Nous même n’échappons pas à cette problématique à travers l’histoire de l’Eglise, mais aussi de façon plus ou moins consciente à travers la notion de mérite qui règne dans notre organisation éthique et sociale. Qu’est-ce qui est le plus important dans notre relation à Dieu ? Faire du religieux (piétisme) ? ou faire du social (christianisme social).

Qu’est-ce qui est central lorsqu’on se veut chrétien ? Qu’est-ce qui fait que nous sommes près du Règne ou Royaume de Dieu ?

La première réponse n’est pas de l’ordre du « faire » mais qui est d’abord la confession de foi d’Israël que nous chantons parfois. Il s’agit d’abord d’un ordre : « écoute ! » ordre qui nous parait bien « protestant » (sola scriptura) mais qui est parfois bien difficile ! « Entend ! »  traduit A. Chouraqui,  tant il est vrai que l’on peut écouter sans entendre ! Ceci est bien sûr à mettre en relation avec l’affirmation de Paul « La foi vient de ce que l’on entend » Rom. 10, 17. Il nous est donc demandé une attitude passive et réceptive qui le plus souvent nous bouscule dans nos habitudes et nos certitudes. (« quid » si je ne suis pas dérangé par une prédication ?)

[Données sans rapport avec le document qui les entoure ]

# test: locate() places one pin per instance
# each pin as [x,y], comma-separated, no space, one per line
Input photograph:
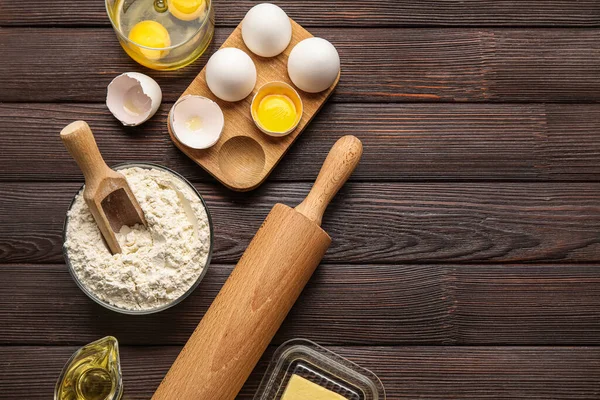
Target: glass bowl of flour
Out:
[159,265]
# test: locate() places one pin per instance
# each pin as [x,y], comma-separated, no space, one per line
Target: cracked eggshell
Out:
[133,98]
[196,121]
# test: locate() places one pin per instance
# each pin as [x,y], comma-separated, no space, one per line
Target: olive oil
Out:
[92,373]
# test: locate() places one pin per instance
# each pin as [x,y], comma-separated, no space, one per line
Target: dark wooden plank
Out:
[385,65]
[358,304]
[409,142]
[342,13]
[406,372]
[369,222]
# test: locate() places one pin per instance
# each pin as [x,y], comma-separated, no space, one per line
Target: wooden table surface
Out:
[465,261]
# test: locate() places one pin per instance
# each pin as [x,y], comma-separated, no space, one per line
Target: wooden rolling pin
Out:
[263,287]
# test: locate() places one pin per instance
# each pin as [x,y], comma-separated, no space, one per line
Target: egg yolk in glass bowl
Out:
[150,34]
[186,10]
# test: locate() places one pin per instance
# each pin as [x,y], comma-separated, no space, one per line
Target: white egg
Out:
[196,121]
[133,98]
[266,30]
[230,74]
[314,65]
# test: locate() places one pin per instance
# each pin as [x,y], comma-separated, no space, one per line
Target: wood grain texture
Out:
[369,222]
[406,372]
[408,142]
[379,65]
[361,13]
[359,304]
[244,156]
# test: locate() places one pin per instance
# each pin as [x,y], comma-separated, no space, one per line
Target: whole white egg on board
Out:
[230,74]
[266,30]
[313,65]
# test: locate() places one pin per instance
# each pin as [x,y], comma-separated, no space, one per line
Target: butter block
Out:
[299,388]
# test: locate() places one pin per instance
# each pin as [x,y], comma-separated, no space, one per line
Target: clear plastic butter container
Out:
[301,360]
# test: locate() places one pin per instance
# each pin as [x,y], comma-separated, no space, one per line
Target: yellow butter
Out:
[299,388]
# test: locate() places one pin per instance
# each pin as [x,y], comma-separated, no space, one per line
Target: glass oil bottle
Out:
[92,373]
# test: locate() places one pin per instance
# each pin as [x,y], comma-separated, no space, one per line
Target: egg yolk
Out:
[150,34]
[276,113]
[186,10]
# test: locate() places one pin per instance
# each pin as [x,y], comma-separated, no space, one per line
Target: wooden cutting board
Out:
[244,156]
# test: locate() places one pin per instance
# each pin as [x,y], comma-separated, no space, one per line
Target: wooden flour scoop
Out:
[234,333]
[106,192]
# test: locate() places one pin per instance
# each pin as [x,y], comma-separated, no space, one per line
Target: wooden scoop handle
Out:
[337,168]
[79,140]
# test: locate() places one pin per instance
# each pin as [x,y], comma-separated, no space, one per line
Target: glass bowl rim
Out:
[84,289]
[172,47]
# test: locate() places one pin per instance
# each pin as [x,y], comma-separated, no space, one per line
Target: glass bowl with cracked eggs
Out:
[161,264]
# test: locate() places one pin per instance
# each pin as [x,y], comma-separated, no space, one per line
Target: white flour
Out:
[158,264]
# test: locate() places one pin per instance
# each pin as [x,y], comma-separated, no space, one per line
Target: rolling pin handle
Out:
[341,161]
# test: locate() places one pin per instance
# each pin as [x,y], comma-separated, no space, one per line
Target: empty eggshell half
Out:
[133,98]
[196,121]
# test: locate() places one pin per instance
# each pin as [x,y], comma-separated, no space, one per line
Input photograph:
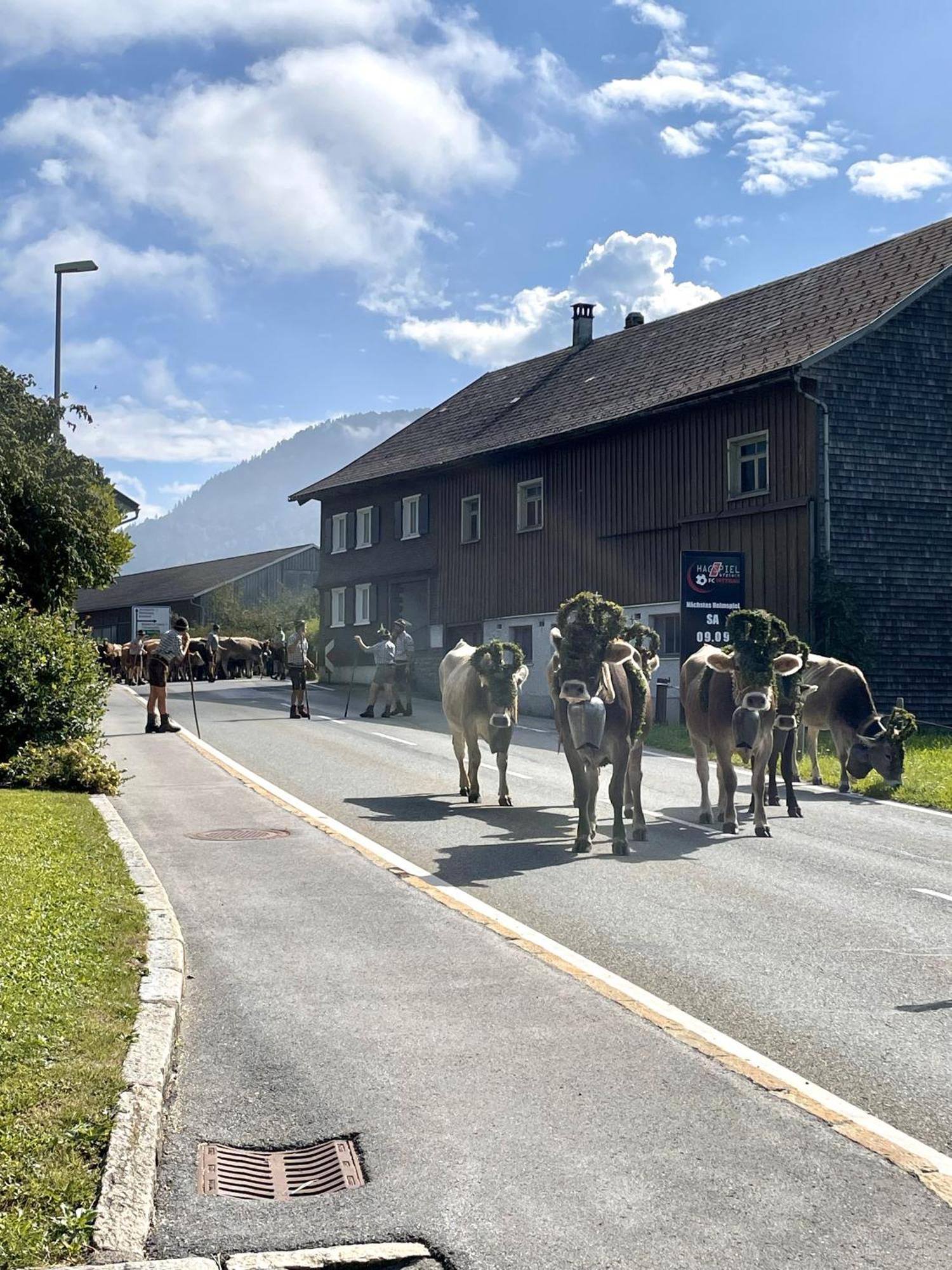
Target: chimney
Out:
[582,324]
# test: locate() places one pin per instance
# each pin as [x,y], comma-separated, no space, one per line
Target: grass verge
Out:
[72,949]
[927,778]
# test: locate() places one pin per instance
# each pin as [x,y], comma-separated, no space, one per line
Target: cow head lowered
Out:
[587,639]
[501,679]
[755,660]
[882,747]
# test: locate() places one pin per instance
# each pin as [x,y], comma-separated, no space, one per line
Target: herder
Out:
[403,669]
[173,647]
[384,672]
[298,665]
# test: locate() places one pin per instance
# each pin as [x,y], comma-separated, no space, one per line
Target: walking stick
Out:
[192,685]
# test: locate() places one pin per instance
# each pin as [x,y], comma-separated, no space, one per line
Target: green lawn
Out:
[927,778]
[72,949]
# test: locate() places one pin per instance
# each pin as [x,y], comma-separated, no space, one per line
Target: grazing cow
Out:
[864,739]
[480,694]
[731,705]
[600,694]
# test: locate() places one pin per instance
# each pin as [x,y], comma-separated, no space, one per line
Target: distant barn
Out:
[192,590]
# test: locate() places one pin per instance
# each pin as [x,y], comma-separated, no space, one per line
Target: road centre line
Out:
[930,1166]
[939,895]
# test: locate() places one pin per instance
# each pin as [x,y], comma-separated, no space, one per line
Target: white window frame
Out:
[522,506]
[338,534]
[478,501]
[365,520]
[734,446]
[338,596]
[362,591]
[412,511]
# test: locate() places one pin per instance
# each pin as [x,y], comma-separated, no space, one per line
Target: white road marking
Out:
[929,1158]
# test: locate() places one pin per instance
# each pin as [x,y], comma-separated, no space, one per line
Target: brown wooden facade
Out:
[620,506]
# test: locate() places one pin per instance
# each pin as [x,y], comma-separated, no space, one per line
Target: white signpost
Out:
[152,619]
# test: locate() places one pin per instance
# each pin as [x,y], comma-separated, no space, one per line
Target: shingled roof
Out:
[744,337]
[181,582]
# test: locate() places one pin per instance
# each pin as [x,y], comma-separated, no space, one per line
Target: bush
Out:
[53,689]
[74,765]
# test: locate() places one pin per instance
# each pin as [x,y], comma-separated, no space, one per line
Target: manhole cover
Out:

La seconde affirmation est : « Le Seigneur est Un » L’on a envie de dire « bien sûr !   nous ne sommes plus au bon vieux temps du polythéisme ! » Dieu est unique, pourtant le terme Elohim qui le désigne dans la Bible hébraïque revêt une terminaison plurielle. Nous avons aussi, chacun d’entre nous a, individuellement ou collectivement beaucoup d’autres « dieux » qui dirigent nos vies : l’argent, la finance, qui dirige le monde comme si l’homme n’en était pas maitre. La « religion » aussi parfois quand elle n’est vécue que comme une assurance tous-risques et qui conduit à une idolâtrie peu évangélique ! A cela s’ajoute tout ce que le consumérisme ambiant nous propose ou nous impose ! Face à cette foule d’idoles, il nous est demandé de ne donner place dans nos vies qu’à l’Elohim d’Israël. Et le texte insiste en précisant la place à donner, dans son cœur, son être, son intelligence, et sa force !

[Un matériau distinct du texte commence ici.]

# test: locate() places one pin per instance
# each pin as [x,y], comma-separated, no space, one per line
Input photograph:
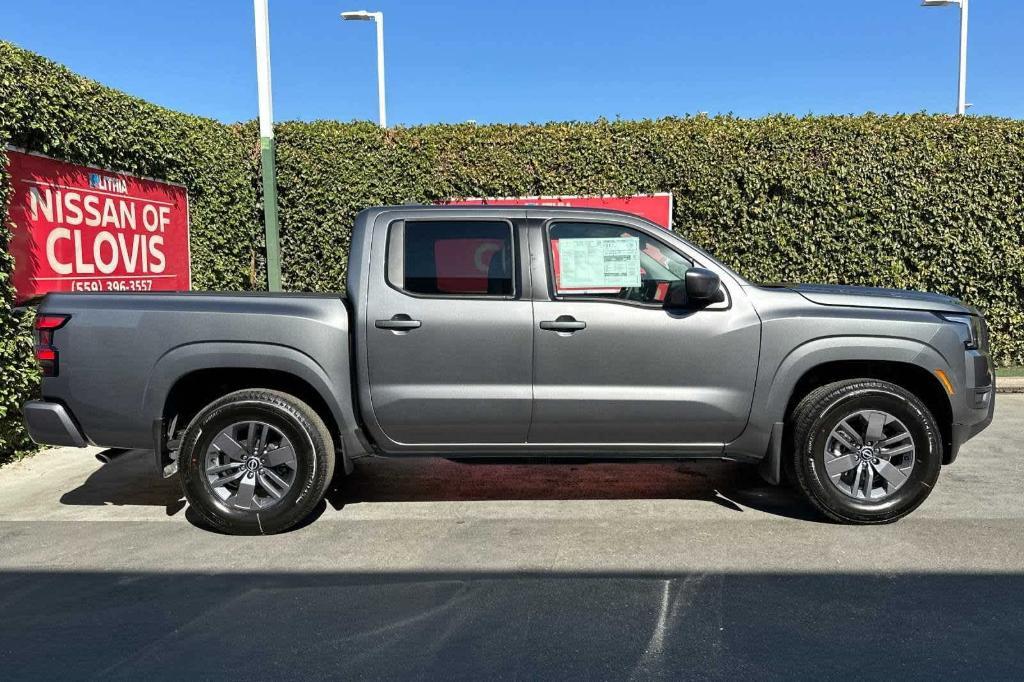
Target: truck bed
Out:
[121,354]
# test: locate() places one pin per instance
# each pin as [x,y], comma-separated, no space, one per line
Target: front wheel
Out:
[256,462]
[865,451]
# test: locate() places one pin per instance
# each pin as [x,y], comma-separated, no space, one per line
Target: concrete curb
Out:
[1010,384]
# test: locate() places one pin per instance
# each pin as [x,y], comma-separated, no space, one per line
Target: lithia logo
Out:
[108,183]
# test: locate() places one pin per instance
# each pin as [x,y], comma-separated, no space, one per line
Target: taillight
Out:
[46,353]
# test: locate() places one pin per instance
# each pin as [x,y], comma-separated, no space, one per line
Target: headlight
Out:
[972,325]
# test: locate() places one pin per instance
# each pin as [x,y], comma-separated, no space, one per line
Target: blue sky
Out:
[450,60]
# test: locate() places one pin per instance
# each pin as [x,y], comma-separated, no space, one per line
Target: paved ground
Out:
[430,568]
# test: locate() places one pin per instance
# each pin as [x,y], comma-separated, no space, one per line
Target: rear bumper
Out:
[50,424]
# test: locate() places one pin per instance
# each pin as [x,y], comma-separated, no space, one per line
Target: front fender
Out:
[775,385]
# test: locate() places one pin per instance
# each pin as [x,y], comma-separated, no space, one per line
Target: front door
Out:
[449,335]
[613,367]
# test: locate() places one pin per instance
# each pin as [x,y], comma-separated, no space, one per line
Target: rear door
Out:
[450,333]
[614,368]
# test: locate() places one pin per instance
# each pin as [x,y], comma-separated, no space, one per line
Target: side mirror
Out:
[698,287]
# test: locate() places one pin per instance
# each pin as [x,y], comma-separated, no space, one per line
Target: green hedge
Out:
[913,202]
[45,108]
[919,202]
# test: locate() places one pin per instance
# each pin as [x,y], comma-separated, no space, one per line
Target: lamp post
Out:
[962,82]
[378,18]
[266,144]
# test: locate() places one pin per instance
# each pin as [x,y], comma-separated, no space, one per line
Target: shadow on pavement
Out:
[131,479]
[497,626]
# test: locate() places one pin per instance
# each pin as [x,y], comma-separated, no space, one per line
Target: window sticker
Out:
[598,263]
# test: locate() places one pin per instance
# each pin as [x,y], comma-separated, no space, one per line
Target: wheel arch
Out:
[913,378]
[908,363]
[189,377]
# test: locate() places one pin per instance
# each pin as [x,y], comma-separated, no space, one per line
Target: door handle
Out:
[563,324]
[398,323]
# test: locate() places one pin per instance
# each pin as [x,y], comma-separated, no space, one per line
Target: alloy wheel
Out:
[251,465]
[869,455]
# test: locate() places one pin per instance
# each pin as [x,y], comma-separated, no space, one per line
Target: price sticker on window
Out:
[599,263]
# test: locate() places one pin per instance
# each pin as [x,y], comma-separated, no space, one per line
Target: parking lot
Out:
[430,567]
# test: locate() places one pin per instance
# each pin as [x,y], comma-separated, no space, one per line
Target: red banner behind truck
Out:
[81,228]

-Dans son cœur, symbole du sentiment mais aussi de la volonté, du sens moral.

-De tout son être, traduction du grec psyche, qui signifie vie ou âme. Idée que notre principe vital doit être tourné vers Dieu

- De toute son intelligence. Il est important de ne pas laisser cette place centrale faite à Dieu s’étouffer dans le sentimentalisme. Elle ne doit pas être livrée à la seule émotion.

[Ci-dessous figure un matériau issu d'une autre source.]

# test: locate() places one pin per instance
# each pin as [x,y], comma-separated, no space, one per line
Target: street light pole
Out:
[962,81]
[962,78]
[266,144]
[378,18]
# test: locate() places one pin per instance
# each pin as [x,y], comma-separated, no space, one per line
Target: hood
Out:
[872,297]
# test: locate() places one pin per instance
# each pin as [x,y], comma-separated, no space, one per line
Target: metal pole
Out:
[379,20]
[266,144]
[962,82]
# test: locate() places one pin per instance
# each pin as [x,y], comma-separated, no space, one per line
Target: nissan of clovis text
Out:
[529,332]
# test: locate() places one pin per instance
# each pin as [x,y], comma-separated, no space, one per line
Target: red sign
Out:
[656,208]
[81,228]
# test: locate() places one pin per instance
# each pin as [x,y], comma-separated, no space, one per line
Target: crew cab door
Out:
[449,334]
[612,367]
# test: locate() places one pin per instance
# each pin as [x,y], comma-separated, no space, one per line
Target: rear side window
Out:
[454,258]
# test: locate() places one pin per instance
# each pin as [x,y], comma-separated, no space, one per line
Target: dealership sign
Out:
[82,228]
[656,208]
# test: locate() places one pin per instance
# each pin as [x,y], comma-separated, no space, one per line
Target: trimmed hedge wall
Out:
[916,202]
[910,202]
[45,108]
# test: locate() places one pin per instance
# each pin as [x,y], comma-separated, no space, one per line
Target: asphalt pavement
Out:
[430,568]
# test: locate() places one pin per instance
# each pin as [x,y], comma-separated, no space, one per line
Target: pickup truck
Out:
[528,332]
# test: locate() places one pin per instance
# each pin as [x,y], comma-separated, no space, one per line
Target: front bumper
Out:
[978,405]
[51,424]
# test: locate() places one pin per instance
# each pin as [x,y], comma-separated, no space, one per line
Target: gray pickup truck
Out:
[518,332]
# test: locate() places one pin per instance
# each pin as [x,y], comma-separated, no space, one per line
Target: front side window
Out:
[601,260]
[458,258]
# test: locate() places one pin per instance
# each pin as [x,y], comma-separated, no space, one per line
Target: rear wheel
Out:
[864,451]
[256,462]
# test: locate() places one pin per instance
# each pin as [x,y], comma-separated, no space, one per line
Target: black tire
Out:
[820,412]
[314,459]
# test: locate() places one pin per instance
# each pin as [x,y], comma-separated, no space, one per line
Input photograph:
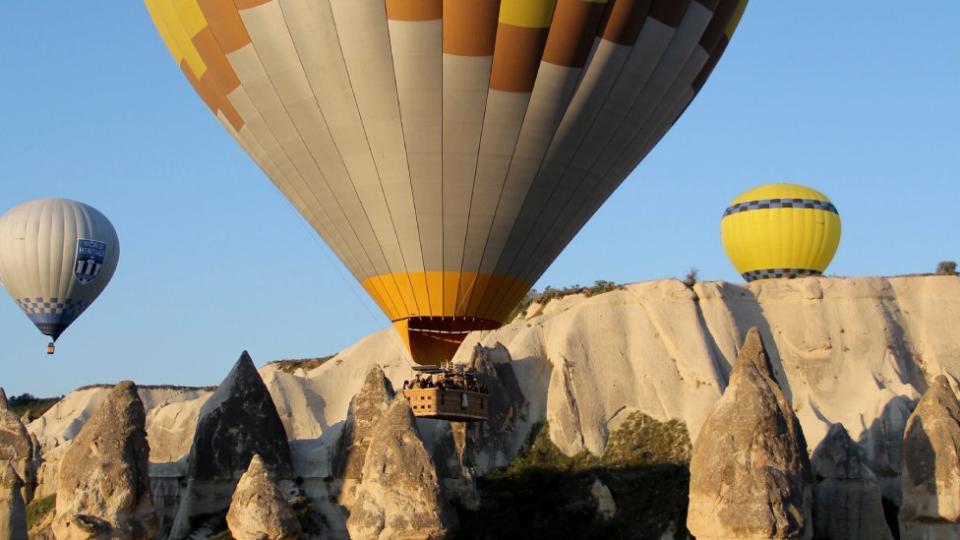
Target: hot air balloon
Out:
[447,150]
[780,231]
[56,257]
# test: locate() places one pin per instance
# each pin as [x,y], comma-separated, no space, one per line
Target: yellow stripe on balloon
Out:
[181,21]
[527,13]
[440,294]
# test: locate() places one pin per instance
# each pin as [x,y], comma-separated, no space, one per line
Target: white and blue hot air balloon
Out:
[56,257]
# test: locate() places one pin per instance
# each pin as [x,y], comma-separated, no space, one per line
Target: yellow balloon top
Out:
[780,230]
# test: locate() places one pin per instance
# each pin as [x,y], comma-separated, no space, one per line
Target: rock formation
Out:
[484,445]
[399,493]
[16,447]
[13,513]
[366,410]
[749,474]
[606,506]
[236,422]
[258,510]
[847,501]
[931,466]
[104,487]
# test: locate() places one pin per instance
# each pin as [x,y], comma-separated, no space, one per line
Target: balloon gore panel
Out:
[447,150]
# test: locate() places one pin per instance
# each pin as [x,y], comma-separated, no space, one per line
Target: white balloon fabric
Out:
[56,257]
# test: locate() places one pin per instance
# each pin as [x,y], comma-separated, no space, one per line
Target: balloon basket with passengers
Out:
[448,392]
[447,152]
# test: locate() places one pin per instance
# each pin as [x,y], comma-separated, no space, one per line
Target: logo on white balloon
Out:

-De toute sa force (ischuos en grec) étonnant mot qui évoque presque la puissance physique.

Ces précisions, d’une certaine manière, éclairent la notion d’amour (agape) qui n’est pas un vain sentimentalisme mais nous fait nous décentrer vers Dieu et , partant, vers l’autre. Cet « agape » est le tout de la vie et nous décentre de notre ego tout en s’incarnant dans une attitude face au monde.

« Aime ton compagnon comme toi-même » traduit A. Chouraqui. Ce qui suppose de s’aimer soi-même. Il s’agit de ne pas désespérer de soi. Ce désespoir de soi est Le péché, c’est la faute absolue. Désespérer de son péché, c’est désespérer de Dieu et de sa Grâce. Chacun, moi-même comme mon compagnon, mon prochain, sommes images de Dieu. Ainsi ne pas aimer cette image, c’est d’une certaine manière ignorer Dieu ou, en n’incarnant pas son amour (agape), en faire une idole.

Ainsi peut-on s’approcher du « règne » de Dieu, en soi-même. La « Loi » divine est d’abord un chemin sur lequel chacun avance à son rythme. Ainsi, peu à peu, avec sa propre force devons-nous tenter d’être une partie du monde telle que nous voudrions qu’il soit. Le chemin individuel s’incarne dans le monde où l’on sème une petite graine qui peut devenir un arbre. Ainsi en fut-il de Rosa Parks qui, en refusant de céder sa place dans le bus donna naissance au grand mouvement des noirs américains avec Martin Luther King.

Il convient de recentrer sa vie dans la perspective divine, c’est ce qui donne à chacun le sens de sa vie, c’est-à-dire sa direction et sa signification. C’est se centrer sur le règne de Dieu, sur le royaume d’Elohim.